Temos carência de água para consumo e para gerar energia elétrica. As casas, as praças, os shoppings e as igrejas, porém, estão enfeitadas e iluminadas, consumindo muito mais do que o necessário. Mas o Natal sem luzes e enfeites teria o mesmo sentido? Até um bom presépio, invenção do pobre dos pobres, São Francisco, não custa pouco dinheiro numa loja de artigos religiosos.

O mal não está nesses pequenos excessos, nascidos da necessidade humana de valores simbólicos para sentir-se viver, e não só existir. O perfume caro derramado na unção em Betânia é um bom exemplo disso. Custava trezentos denários, o equivalente, segundo dizem, ao salário de trezentos dias de um operário. Mas derramá-lo na cabeça de Jesus não foi gesto de desperdício da mulher que rompeu o frasco de alabastro, mas símbolo do dom total do seu amor, em contraponto à hipócrita preocupação de Judas com os pobres, logo ele, que só pensava em dinheiro, e disfarçava a linguagem do interesse como se fosse caridade. O mal é quando o símbolo não mais simboliza, e deixa de ser essência para ser aparência, e um cálice de ouro transforma-se num bezerro de ouro idolatrado. 
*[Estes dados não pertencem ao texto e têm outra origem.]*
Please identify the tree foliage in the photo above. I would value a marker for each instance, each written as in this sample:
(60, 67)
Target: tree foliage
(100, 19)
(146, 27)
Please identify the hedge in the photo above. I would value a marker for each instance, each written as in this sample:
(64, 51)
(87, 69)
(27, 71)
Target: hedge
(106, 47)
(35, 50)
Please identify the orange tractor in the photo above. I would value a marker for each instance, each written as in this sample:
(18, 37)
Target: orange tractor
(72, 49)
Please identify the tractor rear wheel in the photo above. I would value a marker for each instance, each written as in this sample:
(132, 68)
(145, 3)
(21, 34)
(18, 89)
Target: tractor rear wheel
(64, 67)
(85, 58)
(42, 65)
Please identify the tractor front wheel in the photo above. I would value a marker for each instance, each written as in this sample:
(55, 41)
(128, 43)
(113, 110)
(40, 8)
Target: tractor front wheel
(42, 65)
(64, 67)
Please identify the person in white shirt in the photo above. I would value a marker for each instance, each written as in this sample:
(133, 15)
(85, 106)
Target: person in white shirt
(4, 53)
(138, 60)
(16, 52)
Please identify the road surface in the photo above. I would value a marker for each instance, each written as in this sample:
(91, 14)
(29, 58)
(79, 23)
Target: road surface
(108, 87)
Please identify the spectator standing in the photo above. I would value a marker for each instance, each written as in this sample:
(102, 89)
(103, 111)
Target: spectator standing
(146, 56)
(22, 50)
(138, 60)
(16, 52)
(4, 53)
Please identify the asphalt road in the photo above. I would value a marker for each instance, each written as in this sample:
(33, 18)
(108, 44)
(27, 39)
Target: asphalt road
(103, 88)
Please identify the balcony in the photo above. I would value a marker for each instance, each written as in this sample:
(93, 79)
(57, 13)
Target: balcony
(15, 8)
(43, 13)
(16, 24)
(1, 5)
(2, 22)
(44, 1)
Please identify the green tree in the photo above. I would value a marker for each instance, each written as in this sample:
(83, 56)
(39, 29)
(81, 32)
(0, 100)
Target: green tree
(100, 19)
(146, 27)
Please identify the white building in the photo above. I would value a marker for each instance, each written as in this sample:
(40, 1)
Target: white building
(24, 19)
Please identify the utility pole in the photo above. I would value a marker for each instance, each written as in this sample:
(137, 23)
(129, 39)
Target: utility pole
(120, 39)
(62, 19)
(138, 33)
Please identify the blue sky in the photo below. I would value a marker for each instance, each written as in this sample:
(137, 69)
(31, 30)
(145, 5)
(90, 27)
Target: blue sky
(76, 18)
Que as luzes e enfeites, presentes e presépios sejam símbolos verdadeiros do Natal verdadeiro. Que cada um tenha consciência de que o outro é seu irmão, e de que todos, especialmente os mais pobres, têm fome de pão e de amor não apenas no Natal, pois só o amor, este sim, é o que há de verdadeiramente essencial em nossa vida.